Strong returns and quarterly dividends

Our diversification by occupier, lease length and geography reduces risk and gives us a sustainable income stream, allowing us to reward shareholders through attractive dividends. These dividends, along with capital growth, contribute to a total return target of 10% per annum.

Key performance indicators

We use the following key performance indicators (“KPIs”) to monitor our performance and strategic progress.

Occupancy

Description

Total open market rental value of the units leased divided by total open market rental value, excluding development property and land, and equivalent to one minus the EPRA vacancy rate.

Why is this important?

Shows our ability to retain occupiers at renewal and to let vacant space, which in turn underpins our income and dividend payments.

How we performed

The increase in occupancy reflects the success of our asset management initiatives. Effective occupancy (excluding units being refurbished or under offer) was 98.2% (31 March 2020: 96.5%).

Like-for-like rental income growth

Description

The increase in contracted rent of units owned throughout the period, expressed as a percentage of the contracted rent at the start of the period, excluding development property and land and units undergoing refurbishment.

Why is this important?

Shows our ability to identify and acquire attractive properties and grow average rents over time.

How we performed

We continued to deliver good rental growth from the portfolio, with a 2.9% like-for-like uplift, showing the benefits of asset management and continued favourable market conditions.

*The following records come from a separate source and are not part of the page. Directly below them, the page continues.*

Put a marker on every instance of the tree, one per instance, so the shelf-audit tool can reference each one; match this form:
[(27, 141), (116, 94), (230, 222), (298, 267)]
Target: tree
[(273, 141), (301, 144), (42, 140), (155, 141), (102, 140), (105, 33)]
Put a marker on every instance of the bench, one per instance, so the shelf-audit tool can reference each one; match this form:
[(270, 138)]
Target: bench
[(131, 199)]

Rental increases agreed versus valuer’s ERV

Description

The difference between the rent achieved on new lettings and renewals and the ERV assessed by the external valuer, expressed as a percentage above the ERV at the start of the period.

Why is this important?

Shows our ability to achieve superior rental growth through asset management and the attractiveness of our assets to potential occupiers.

How we performed

We maintained our track record of achieving rental levels ahead of ERV.

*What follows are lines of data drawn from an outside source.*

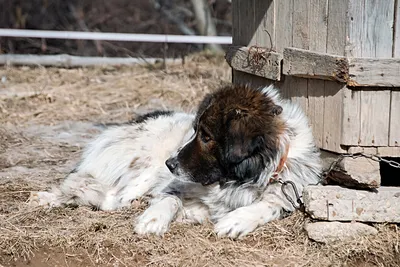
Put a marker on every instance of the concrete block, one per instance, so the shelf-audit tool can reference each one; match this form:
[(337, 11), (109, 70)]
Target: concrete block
[(358, 172), (335, 203), (331, 232)]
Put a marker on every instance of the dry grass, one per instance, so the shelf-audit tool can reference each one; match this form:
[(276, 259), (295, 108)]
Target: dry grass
[(82, 237)]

Like-for-like valuation increase

Description

The increase in the valuation of properties owned throughout the period under review, expressed as a percentage of the valuation at the start of the period, and net of capital expenditure.

Why is this important?

Shows our ability to acquire the right quality of assets at attractive valuations, add value through asset management and drive increased capital values by capturing rental growth.

How we performed

The valuation of the portfolio continued to increase during the year, reflecting market yield compression and the benefits of asset management.

Total cost ratio

Description

EPRA cost ratio including direct vacancy costs but excluding one-off costs. The EPRA cost ratio is the sum of property expenses and administration expenses, as a percentage of gross rental income.

Why is this important?

Shows our ability to effectively control our cost base, which in turn supports dividend payments to shareholders.

How we performed

The total cost ratio increased due to the timing difference between raising cash and capital deployment. We expect this ratio to decline in the year ending 31 March 2022, as we receive a full year of income from assets acquired in the current year.

EPRA NTA

Description

This net asset value measure assumes entities buy and sell assets, thereby crystallising certain levels of deferred tax liability.

Why is this important?

Shows our ability to acquire well and to increase capital values through active asset management.

How we performed

The EPRA NTA increased by 23.4% during the year, largely due to the increase in the portfolio’s valuation.

Dividends per share

Description

The total amount of dividends paid or declared in respect of the financial year divided by the number of shares in issue in the period.

Why is this important?

Shows our ability to construct a portfolio that delivers a secure and growing income, which underpins dividend payments to shareholders.

How we performed

We achieved our dividend target for the year of 6.2 pence per share.

Loan to value ratio

Description

Gross debt less cash, short-term deposits and liquid investments, divided by the aggregate value of properties and investments.

Why is this important?

Shows our ability to balance the additional portfolio diversification and returns that come from using debt, with the need to manage risk through prudent financing.

How we performed

After engagement with our shareholders, we took the decision to maintain debt levels below our target of 35%.